Victor Hugo (1802-1885) poète, dramaturge, écrivain, romancier et dessinateur romantique français. 

Recueil : Les voix intérieures (1837).

 


À quoi je songe

 

À quoi je songe ? — Hélas ! loin du toit où vous êtes,

Enfants, je songe à vous ! à vous, mes jeunes têtes,

Espoir de mon été déjà penchant et mûr,

Rameaux dont, tous les ans, l'ombre croît sur mon mur,

Douces âmes à peine au jour épanouies,

Des rayons de votre aube encor tout éblouies !

Je songe aux deux petits qui pleurent en riant,

Et qui font gazouiller sur le seuil verdoyant,

Comme deux jeunes fleurs qui se heurtent entre elles,

Leurs jeux charmants mêlés de charmantes querelles !
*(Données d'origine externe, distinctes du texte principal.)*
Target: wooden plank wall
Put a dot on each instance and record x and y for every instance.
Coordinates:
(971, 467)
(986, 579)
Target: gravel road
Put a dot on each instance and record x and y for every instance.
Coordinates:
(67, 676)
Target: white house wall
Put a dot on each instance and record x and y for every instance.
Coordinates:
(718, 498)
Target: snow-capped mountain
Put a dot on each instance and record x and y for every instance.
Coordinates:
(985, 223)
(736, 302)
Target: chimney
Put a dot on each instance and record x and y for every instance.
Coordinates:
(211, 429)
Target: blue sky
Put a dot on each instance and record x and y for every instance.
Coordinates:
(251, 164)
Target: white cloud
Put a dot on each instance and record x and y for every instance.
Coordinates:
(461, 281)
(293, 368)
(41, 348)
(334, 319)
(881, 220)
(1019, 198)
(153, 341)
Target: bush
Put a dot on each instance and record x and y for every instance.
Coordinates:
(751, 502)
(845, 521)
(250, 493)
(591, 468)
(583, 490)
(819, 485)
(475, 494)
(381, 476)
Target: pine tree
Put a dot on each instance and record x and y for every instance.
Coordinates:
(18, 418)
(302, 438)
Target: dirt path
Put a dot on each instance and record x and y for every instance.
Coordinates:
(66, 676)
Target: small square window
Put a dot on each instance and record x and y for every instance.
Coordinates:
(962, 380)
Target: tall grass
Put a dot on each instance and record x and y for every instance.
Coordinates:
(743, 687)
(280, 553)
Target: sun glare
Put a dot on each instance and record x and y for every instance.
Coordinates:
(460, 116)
Et puis, père inquiet, je rêve aux deux aînés

Qui s'avancent déjà de plus de flot baignés,

Laissant pencher parfois leur tête encor naïve,

L'un déjà curieux, l'autre déjà pensive !

 

Seul et triste au milieu des chants des matelots,

Le soir, sous la falaise, à cette heure où les flots,

S'ouvrant et se fermant comme autant de narines,

Mêlent au vent des cieux mille haleines marines,

Où l'on entend dans l'air d'ineffables échos

Qui viennent de la terre ou qui viennent des eaux,

Ainsi je songe ! — à vous, enfants, maisons, famille,

A la table qui rit, au foyer qui pétille,

A tous les soins pieux que répandent sur vous

Votre mère si tendre et votre aïeul si doux !
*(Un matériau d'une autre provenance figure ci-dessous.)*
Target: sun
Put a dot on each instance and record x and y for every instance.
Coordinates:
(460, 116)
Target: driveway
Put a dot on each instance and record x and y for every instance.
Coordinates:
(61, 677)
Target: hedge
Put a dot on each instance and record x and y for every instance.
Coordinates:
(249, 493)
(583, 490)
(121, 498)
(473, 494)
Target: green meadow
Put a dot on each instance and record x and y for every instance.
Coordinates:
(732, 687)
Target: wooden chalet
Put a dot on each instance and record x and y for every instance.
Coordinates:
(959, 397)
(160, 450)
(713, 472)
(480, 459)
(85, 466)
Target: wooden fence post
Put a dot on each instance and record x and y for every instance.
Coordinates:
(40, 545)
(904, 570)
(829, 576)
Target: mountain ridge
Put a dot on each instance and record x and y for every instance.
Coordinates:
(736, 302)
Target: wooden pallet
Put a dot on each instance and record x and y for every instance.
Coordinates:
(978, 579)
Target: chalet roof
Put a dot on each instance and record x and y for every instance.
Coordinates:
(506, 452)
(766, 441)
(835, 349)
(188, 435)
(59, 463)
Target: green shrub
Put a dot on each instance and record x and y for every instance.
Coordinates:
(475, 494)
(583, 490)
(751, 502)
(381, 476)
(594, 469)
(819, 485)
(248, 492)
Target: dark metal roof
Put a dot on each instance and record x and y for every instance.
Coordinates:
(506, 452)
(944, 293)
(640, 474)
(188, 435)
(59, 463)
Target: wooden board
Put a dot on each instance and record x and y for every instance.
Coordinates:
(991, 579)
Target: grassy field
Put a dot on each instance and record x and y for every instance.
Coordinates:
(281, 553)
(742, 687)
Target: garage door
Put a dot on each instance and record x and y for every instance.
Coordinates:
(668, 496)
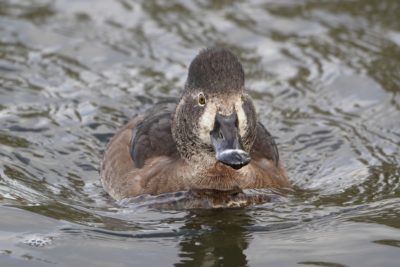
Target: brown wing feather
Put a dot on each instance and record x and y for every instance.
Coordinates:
(153, 137)
(264, 146)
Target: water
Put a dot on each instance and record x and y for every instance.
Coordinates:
(325, 76)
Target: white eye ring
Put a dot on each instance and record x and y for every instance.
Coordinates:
(202, 99)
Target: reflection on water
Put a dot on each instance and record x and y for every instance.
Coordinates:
(325, 76)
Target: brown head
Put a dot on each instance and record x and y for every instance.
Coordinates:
(215, 120)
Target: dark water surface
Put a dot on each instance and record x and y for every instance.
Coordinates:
(325, 76)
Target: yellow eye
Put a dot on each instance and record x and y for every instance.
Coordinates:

Et tandis qu'à mes pieds s'étend, couvert de voiles,

Le limpide océan, ce miroir des étoiles,

Tandis que les nochers laissent errer leurs yeux

De l'infini des mers à l'infini des cieux,

Moi, rêvant à vous seuls, je contemple et je sonde

L'amour que j'ai pour vous dans mon âme profonde,

Amour doux et puissant qui toujours m'est resté.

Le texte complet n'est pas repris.